I also saw some totally cool national acts at the Merc, including (I swear) an all-ages matinee show of X blasting its proto-punk from the stage. I also saw a memorable “Paisley Underground” show with Green on Red at their GasFoodLodging second-album peak touring with the Dream Syndicate (and the Three O’Clock?).

Through it all, no matter the style of music or the frantic chaos that might be ensuing on stage, Marilyn Megenity was a calm, preternaturally placid presence in her club. Even when she had to find a new home and had to host A Movable Feast showcases of local bands in other venues to keep the Merc on the move before finding the California building in 1990, she was always a welcoming figure at the door, or going from table to table greeting customers as if they were all part of a tight-knit community. And they — we — were.

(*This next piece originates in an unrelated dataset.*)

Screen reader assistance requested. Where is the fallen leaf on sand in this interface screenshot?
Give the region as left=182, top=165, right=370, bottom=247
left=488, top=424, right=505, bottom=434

After a few months of attending shows at the Merc and handing over my cover charge ($2 maybe, back in the early ’80s?) to write about the music, Marilyn stopped me at the door and asked, “Are you Gil Asakawa?” I said yes, ashamed that my cover had been blown — must have been because I only drank coffee, even at 1 in the morning, and kept a notepad and pen handy at the back of the club. She always waved me in afterwards.

I always appreciated that, and I always appreciated Marilyn and the Merc’s presence as a foundation of Denver’s cultural community. I went to the new location, but my career took me other places after the decade, and I didn’t have the chance to go there much. I did see my friend Linda Maich perform her enchanting jazz-folk music there, and I attended one of the craziest weddings ever upstairs, of my friend and fellow Westworder Alan Dumas. The last time I was there was when Bruce Odland, a former local bandleader now living in New York City, and Ron Miles, an amazing jazz musician and teacher, invited me for lunch to discuss a wild performance and studio venue in Western Colorado that Odland was rehabbing because of its outstanding acoustics: An abandoned water tower, now called The Tank. It seemed like the perfect topic for a perfect healthy lunch at the perfect community center/club/cafe.

Thanks, Marilyn, for the memories. Thanks for being you, and for making this space that has allowed art to blossom for so many decades. May it continue to bloom under new ownership.